E o sentido de fartura era o do peixe fisgado na hora, das hortaliças cultivadas nas redondezas, da carne do tatupeba, do feijão-verde.
Mas a cozinha como ofício viria a partir de seu encontro com o antropólogo Tomás Foz, ex-marido e sócio do Fitó.
Cafira, que havia cogitado cursar moda, recorda o momento em que resolveu ser cozinheira. Foi durante uma viagem à França, quando comeu em um restaurante asiático.
"Fiquei emocionada com a comida e seus ingredientes, que pareciam com os que conhecia da minha terra."
De volta a São Paulo, comprou livros de cozinha e começou a estudar. Treinava as receitas com amigos e parentes.
Os jantares se multiplicaram, ficou difícil administrá-los.

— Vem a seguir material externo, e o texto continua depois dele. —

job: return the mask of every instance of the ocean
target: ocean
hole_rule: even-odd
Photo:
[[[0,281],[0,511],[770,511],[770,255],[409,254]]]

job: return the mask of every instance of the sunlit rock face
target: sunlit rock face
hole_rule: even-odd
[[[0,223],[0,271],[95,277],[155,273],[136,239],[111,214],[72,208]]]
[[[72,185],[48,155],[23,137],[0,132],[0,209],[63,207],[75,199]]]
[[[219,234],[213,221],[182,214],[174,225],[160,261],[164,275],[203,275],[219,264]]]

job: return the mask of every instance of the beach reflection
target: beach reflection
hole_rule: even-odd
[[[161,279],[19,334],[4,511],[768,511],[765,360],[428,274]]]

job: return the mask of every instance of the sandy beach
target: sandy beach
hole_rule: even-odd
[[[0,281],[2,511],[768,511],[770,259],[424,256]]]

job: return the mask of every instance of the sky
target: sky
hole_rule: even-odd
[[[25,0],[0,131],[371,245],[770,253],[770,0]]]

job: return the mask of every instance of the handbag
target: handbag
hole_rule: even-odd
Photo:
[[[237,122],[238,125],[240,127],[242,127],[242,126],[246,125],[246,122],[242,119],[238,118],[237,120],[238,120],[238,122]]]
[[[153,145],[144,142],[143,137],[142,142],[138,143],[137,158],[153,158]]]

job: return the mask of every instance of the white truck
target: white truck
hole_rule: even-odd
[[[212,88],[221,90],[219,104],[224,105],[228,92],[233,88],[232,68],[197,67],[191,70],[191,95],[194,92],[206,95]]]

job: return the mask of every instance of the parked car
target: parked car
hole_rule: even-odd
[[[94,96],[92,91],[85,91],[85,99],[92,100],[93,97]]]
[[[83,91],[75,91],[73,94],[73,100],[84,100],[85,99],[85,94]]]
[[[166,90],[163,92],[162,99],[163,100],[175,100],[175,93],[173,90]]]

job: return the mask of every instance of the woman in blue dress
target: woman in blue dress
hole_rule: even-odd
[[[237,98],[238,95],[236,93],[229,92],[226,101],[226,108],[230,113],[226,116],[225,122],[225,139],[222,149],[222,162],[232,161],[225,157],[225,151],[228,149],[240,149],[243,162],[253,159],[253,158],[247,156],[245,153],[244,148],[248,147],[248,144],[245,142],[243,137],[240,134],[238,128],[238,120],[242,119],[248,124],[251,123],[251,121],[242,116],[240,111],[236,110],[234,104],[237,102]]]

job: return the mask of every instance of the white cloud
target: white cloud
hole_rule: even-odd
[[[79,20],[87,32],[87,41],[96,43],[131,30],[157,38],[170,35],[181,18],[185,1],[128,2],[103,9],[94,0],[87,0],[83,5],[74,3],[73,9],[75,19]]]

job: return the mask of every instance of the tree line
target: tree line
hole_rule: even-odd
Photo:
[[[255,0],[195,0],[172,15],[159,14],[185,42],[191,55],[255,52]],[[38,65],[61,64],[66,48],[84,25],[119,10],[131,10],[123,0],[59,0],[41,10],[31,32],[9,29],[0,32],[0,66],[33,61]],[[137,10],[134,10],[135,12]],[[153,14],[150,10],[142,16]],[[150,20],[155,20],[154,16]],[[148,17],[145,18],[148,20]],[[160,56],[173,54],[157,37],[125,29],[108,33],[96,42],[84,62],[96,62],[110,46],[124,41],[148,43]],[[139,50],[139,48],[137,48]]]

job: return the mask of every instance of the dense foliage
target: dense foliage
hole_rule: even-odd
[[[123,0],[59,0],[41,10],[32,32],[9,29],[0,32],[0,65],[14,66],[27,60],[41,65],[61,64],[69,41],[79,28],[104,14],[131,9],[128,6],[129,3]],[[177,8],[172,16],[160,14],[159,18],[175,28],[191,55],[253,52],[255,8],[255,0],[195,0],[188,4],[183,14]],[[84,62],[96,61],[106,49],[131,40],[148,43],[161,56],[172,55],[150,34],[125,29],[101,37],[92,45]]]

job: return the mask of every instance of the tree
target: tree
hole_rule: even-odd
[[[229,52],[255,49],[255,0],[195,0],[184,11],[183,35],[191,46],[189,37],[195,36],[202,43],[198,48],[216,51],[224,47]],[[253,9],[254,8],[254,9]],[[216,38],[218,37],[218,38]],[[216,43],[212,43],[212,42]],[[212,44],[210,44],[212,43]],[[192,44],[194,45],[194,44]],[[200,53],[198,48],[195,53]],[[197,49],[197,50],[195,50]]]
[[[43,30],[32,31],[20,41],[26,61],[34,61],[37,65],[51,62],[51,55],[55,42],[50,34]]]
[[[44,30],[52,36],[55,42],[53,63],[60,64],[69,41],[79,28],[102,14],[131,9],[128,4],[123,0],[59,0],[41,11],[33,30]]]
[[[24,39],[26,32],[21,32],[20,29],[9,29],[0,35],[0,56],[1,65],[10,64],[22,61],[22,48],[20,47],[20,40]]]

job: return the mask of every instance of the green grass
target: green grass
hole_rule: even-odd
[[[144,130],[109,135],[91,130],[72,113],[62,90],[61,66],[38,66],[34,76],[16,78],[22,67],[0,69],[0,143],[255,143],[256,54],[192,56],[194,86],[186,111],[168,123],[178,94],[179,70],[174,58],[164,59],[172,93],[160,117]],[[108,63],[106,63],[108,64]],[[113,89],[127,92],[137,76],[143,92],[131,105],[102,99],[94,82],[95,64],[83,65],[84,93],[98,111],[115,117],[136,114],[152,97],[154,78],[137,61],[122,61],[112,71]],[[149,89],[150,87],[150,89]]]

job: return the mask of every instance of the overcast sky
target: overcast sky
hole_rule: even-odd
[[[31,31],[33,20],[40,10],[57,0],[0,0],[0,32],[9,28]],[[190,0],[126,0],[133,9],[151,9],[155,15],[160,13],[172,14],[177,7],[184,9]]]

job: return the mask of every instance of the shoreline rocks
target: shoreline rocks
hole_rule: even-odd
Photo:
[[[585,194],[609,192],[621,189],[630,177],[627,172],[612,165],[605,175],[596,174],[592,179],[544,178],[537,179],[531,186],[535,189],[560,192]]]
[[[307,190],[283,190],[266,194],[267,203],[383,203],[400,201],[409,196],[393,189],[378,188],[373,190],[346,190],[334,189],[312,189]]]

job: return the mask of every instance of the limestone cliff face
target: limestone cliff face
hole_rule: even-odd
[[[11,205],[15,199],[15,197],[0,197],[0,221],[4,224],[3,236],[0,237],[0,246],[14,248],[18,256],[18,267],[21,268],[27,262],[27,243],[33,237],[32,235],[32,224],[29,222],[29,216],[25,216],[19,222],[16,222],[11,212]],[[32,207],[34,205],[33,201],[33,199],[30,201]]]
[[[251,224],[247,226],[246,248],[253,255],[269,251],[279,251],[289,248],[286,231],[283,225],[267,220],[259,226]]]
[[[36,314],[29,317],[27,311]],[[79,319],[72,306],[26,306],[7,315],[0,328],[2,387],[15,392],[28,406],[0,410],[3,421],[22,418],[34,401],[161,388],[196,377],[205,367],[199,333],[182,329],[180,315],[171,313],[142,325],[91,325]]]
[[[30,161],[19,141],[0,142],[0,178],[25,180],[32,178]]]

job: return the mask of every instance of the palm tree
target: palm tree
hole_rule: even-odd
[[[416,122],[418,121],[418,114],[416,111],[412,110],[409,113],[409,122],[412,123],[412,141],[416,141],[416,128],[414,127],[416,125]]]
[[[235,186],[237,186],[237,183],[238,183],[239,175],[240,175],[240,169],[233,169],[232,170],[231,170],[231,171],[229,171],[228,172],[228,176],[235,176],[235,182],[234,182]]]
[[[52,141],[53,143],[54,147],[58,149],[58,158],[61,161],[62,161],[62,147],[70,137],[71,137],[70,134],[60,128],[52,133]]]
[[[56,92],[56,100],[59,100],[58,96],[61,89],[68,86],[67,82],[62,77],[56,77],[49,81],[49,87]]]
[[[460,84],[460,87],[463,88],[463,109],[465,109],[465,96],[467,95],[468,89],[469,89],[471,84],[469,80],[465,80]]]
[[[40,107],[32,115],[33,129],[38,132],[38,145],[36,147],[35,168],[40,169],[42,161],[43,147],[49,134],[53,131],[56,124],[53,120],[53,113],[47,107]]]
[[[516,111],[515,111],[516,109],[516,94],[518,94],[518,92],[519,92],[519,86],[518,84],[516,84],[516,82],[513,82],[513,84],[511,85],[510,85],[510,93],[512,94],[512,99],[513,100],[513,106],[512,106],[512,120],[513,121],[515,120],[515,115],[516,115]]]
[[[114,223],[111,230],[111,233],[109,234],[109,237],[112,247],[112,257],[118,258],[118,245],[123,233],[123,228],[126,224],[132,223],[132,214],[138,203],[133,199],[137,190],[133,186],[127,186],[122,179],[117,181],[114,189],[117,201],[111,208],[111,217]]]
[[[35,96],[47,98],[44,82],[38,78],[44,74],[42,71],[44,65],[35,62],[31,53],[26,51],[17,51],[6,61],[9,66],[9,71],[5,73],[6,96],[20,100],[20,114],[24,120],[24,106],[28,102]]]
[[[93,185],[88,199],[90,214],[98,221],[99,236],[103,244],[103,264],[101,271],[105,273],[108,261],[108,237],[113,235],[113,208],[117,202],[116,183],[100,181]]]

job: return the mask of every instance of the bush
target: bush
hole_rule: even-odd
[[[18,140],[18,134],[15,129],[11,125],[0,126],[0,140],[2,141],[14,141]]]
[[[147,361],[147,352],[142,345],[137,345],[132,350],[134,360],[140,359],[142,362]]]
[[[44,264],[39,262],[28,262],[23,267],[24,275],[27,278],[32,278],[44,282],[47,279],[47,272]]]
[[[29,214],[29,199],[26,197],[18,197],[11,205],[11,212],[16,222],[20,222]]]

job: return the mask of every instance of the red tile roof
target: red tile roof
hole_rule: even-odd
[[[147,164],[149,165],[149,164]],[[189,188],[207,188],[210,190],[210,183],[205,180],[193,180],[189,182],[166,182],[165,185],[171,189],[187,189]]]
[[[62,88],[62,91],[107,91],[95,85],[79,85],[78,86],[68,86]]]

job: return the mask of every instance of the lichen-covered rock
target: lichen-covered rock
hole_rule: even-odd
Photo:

Quatro anos depois nascia o Fitó, um dos 33 estabelecimentos da categoria "bib gourmand" (de bom custo-benefício) no referido Michelin.
"É uma extensão da minha casa", define ela, que mantém no nome (Fitó é seu apelido de criança) e nos pratos as marcas das suas raízes. "Mas não é um restaurante piauiense num sentido folclórico", avisa.
É, portanto, uma releitura da carne da galinha-d"angola (chamada por lá de capote) cozida lentamente e misturada a arroz branco que a cozinheira apresenta no Fartura.
Na receita, ela combina influências da cozinha cajun e africana com técnicas francesas: faz uma marinada com especiarias, cozinha usando o método "sous vide" (sob vácuo, em plásticos selados em baixas temperaturas) e prepara um arroz vermelho com favas, farofa de miúdos, coco e banana-da-terra grelhada.
"Quisemos divulgar o capote, que é uma comida forte, uma comida de festa", diz. Um prato que conta uma história saborosa, afetiva e criativa.